Tiger and Crane Fists (1976)

Posted in Reviews by - May 18, 2016
Tiger and Crane Fists (1976)

Wang Yu‘s kung fu films are punctuated by an earnestness which make them apt fodder for a spot of retrospective lampooning, particularly when he creates characters who use steel claws on a rope as their weapon of choice, and protect their weak spots by wearing metal nipple clamps. This may be why Steve Oedekerk singled out this straight-laced obscurity for some postmodern spoofery in his hit US comedy, Kung Pow! Enter the Fist. The story, such as it is, points at a generational rift between the schools of Tiger and Crane. Lung Fei plays a powerful, impenetrable Manchu fighter with vague connections to invading Japanese forces who wants to vanquish any foreseeable opponents. This includes the poor family at the heart of a local Crane school, and most notably their plucky junior student Lau Kar-wing. Wang Yu checks in with his injured sifu following a rocky encounter with Lung Fei, but despite finding sanctuary, his master still snuffs it. You would expect Wang Yu, a young Tiger style expert, and Lau Kar-wing to combine their opposing animal styles in an attempt to confront Lung Fei, but that doesn’t actually happen. Instead, Wang Yu trains some more before fighting Lung Fei on his own.
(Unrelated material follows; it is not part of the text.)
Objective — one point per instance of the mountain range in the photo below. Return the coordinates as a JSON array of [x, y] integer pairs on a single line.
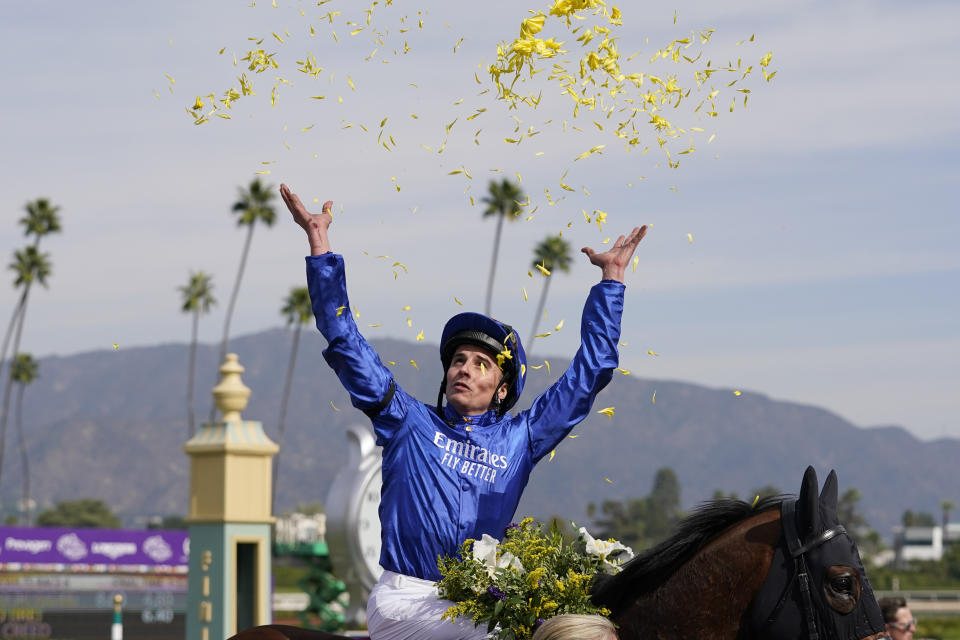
[[111, 424]]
There’s some crazy avant-garde jazz on the soundtrack to help accentuate Wang Yu’s more disorientating directorial decisions which works rather well, and borrowing writer Ni Kuang and choreographer Lau Kar-wing from his biggest Shaw Brothers hits does help to elevate the film beyond the realms of the perfunctory. Lung Fei’s ludicrous villain is also quite wonderful.

AKA: Savage Killers; Tiger and Crane Fist.